Which roles and responsibilities can different stakeholders assume when applying novel regulatory approaches to ensure democratic platforms and inclusive AI?
Which novel approaches of (self)regulation may work and what may be their shortcomings?

What will participants gain from attending this session? Participants will gain insights into novel approaches to (self) regulation, regulatory cooperation, tools, and methodologies to tackle issues such as disinformation, harmful content and GBOV and make platforms, social media, and the AI behind them more democratic, pluralistic, and diverse while ensuring a safe and secure digital environment at the same time. The aim is to provide participants with inspirations and ideas for approaches that they can apply hands on in their work context after IGF 2023, no matter if from academia, international organizations, government, private sector, or civil society. To do so, participants will moreover get the chance to exchange and discuss different roles, responsibilities, and room for action for different stakeholders


States and societies worldwide are facing challenges online, such as targeted disinformation, hate speech, surveillance by the state, or business models impeding the freedom of expression. Particularly platforms, including social media, are often (mis)used to influence participation and public opinion forming, e.g., through accelerating the spread of disinformation, harmful content, gender-based online violence (GBOV), and political micro-targeting.
How can the Internet and in particular platforms, social media, and the AI behind them become – or stay – more democratic, pluralistic, diverse, and safe places for all? How can especially vulnerable groups and individuals, who are often attacked and silenced by hate online, be protected from harm? How can we train AI to be more diverse, pluralistic, pacifistic and avoid bias, the spread of hate and discrimination? How can we hold the humans and organizations behind platforms or AI accountable?
Helping to foster the IGF’s open and multistakeholder character as a space for dialogue and debate, this session brings together stakeholders from academia, government, private sector, and civil society from different continents who may not know the final answers to these big questions but have developed novel approaches which could constitute a solution. This session will present a variety of innovative examples of (self)regulation, from Oversight Boards and scientific research on content policy to feminist development policy, algorithmic audits, the use of memes for transparency, accountability or collective redress, and public litigation – all there to protect human rights and freedoms.
The need for new policies, cooperation and approaches will be discussed, such as possibly new and different roles and responsibilities of different stakeholders in the establishment of a safer and more accountable digital environment and participatory and rights-centred governance of platforms.

Expected Outcomes

This session will result in action-based policy recommendations that would guide development actors working in the field of democracy protection in the virtual space, compiling the examples presented plus those which session participants will contribute.

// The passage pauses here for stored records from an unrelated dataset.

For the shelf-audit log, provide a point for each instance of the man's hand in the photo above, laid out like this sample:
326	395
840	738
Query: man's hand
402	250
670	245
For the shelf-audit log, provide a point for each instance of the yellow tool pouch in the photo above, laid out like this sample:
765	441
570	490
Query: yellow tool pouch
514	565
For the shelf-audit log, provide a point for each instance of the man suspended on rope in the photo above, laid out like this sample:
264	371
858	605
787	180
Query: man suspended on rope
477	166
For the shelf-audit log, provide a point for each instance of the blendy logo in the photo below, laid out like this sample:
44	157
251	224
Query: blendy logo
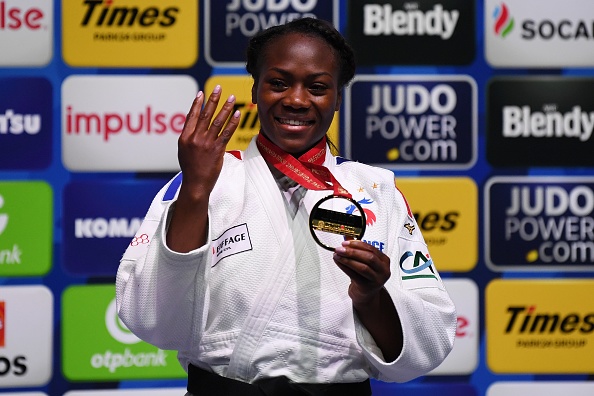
98	346
540	224
427	123
249	124
435	32
554	114
114	361
25	123
130	33
504	22
21	255
539	326
382	19
26	32
524	33
244	18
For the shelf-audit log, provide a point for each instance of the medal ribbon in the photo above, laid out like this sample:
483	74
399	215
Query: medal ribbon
307	170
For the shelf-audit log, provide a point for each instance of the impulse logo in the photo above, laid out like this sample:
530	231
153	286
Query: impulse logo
16	18
541	223
504	23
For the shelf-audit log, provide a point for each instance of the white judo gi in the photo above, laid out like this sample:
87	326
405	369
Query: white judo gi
261	299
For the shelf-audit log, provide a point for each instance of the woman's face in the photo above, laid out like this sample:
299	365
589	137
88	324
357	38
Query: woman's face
297	91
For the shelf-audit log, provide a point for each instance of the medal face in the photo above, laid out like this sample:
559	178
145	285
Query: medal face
328	221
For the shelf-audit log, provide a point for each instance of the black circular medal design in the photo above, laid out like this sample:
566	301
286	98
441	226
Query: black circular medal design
328	219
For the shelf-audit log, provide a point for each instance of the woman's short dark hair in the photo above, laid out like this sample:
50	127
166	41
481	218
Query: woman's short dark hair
306	26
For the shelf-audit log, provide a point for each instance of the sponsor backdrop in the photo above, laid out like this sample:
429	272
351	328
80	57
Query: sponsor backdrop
482	108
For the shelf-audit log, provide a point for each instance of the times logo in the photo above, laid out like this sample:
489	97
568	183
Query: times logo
525	33
555	114
401	32
238	20
411	122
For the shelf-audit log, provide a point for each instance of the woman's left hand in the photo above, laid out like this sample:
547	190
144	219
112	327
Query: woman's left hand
368	268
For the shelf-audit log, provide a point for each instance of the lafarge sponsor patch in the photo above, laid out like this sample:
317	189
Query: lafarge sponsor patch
231	23
415	122
553	114
539	223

Hybrid Format: The session will be organized fully hybrid, with a mix of speakers on-site and online. In order to ensure a good quality of collaboration, virtual collaboration tools will be used in the break-out sessions to document the discussions and present them in the plenary.
The virtual collaboration tool will also serve to make the session more interactive, allowing for small activities online to enable participants to get-to-know each other in a time-effective way.
The moderators will ensure that all participants online and on-site will have access to the virtual collaboration tool and provide inputs. Some of the breakout groups (depending on the number of participants) will only take place on-site, to enable a different level of interactions between participants (while still recording main findings on the virtual collaboration tool). 
Planned virtual tools for collaborative working might be Conceptboard or Miro. For voting or initial icebreakers might be used Mentimeter.